# Free Book Finds (November2013) - Please, NO Self Promotion Please



## Ann in Arlington (Oct 27, 2008)

Post your free* book finds here. *No self-promotion please!*

Click here for the October 2013 thread.

This thread is for members to post your Free book finds, no self-promotion please. Posts about your own books will be removed. Also, please don't post your friend's book as a "find." You didn't just "find it," did you? 

And please do not link through other sites: use KBoards affiliate links (link-maker above) or generic Amazon links. 

If you have a book of your own to promote, you may start a thread all your own in the Book Bazaar to promote your book, to post news and to talk to your fans! Of course, you may also list the book in your Avatar and signature. And you may list your temporarily free books in our Links to Free Books thread. Thanks!

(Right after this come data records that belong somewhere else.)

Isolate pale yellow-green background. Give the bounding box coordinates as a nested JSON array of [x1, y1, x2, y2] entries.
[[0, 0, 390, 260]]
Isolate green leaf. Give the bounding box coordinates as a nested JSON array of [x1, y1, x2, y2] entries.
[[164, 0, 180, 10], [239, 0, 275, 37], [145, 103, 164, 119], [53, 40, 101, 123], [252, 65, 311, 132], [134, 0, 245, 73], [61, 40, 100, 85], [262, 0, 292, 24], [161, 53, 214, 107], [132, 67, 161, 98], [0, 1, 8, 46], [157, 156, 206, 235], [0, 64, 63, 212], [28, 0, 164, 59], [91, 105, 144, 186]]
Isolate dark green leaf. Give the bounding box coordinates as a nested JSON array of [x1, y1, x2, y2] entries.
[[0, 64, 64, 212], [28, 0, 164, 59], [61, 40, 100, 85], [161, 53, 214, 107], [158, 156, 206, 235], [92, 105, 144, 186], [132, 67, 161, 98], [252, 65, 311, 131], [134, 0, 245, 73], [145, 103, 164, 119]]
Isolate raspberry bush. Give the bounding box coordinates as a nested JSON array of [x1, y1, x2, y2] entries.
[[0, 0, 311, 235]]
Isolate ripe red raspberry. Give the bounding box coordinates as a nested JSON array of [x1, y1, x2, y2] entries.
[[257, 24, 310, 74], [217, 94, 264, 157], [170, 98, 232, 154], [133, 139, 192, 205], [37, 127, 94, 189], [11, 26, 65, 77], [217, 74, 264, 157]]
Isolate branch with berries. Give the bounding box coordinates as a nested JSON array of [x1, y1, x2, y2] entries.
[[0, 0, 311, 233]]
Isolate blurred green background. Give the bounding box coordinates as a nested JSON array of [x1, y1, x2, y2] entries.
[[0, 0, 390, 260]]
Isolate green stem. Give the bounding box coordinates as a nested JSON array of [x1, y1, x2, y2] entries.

Tip: typing in the title in addition to including the cover helps when doing searches!

We generally try to keep this thread on topic with book posts only, off-topic posts will be "pruned"! This helps members who use the "new post" indicator or who have subscribed to the thread. Thanks for your cooperation!

Ann & Betsy
Book Bazaar Moderators

**buyer beware: though books are free when posted here, prices on Amazon can change without warning so be sure to look before you click!
**international members: these books are free in the US, but may not be free in your country. Again, be sure to look before you click*

Did we mention No Self Promotion?


----------



## Dani Kay (Jan 21, 2011)

Brian Jacques' first Redwall book is free!


----------



## juliababyjen (Oct 7, 2013)

Fire Country by David Estes is FREE on Amazon from Nov. 12-14th! This is an amazing epic YA Dystopian adventure with one of my favorite main characters, ever--Siena.

Download here:
http://www.amazon.com/Fire-Country-Saga-David-Estes-ebook/dp/B00B7VTXFO/ref=sr_1_1?ie=UTF8&qid=1384302661&sr=8-1&keywords=fire+country

Synopsis
In a changed world where the sky bleeds red, winter is hotter than hell and full of sandstorms, and summer's even hotter with raging fires that roam the desert-like country, the Heaters manage to survive, barely.

Due to toxic air, life expectancies are so low the only way the tribe can survive is by forcing women to procreate when they turn sixteen and every three years thereafter. It is their duty as Bearers.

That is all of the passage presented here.